Trepando por la misma columna, las Nature pasan de ser esos tomos marrones editados anualmente a las revistas semanales con el borde blanco que conocemos en la actualidad. Los grandes descubrimientos publicados por la revista en los últimos años, sobre clima, cáncer o neurociencia reposan, ya inalcanzables, en la repisa superior.

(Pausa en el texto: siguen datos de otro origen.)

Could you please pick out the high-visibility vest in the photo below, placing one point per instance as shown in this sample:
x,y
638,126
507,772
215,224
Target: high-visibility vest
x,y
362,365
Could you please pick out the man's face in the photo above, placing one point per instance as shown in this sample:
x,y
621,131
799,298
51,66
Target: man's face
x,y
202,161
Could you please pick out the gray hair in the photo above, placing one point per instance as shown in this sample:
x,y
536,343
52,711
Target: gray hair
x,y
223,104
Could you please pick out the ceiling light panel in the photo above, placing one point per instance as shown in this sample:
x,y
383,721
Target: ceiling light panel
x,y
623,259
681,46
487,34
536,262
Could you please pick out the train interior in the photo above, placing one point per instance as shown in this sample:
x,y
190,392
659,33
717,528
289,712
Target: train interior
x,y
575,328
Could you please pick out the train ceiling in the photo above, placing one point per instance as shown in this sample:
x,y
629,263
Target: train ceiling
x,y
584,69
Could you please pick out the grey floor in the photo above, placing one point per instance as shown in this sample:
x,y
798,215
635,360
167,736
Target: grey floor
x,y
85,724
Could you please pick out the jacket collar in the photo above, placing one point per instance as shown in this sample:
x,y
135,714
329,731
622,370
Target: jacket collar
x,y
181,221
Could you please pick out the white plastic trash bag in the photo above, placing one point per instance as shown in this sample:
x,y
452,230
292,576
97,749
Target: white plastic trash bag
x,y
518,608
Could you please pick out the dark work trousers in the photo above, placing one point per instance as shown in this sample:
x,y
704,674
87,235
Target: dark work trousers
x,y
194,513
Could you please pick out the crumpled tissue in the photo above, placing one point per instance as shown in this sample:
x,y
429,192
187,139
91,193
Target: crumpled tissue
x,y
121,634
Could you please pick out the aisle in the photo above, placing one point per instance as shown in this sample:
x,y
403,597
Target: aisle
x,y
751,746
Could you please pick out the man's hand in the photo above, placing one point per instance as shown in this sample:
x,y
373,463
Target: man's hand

Resulta tentador buscar, en la colección de Science, justo al lado, ese paper de Albert Einstein sobre lentes gravitacionales (1919) para verlo en su formato original, pero no menos estimulante que hojear uno de los primeros ejemplares, de 1885, que incluye un mapa desplegable de las penínsulas de Groenlandia; casi un metro cuadrado de mapa que Montero y Muñoz sostienen con gran cautela por las esquinas.
El primer volumen de Science, cuya portada está mancillada por escudos y números de registro estampados por un puñado de institutos y comisiones, guarda incluso las tarjetitas de préstamo de la época, en papel cuadriculado.
Están manuscritas por alguien que en el Madrid de finales del XIX se interesó por la observación que hizo un tal Tucker del gran cometa de 1882 o el descubrimiento por un doctor Springer de un nuevo fermentador para el tabaco basado en nitratos.
Es la historia de un rescate de perfil bajo, una heroicidad casi pasiva que ha permitido que cientos de colecciones de libros antiquísimos hayan llegado sanos y salvos hasta nuestros días.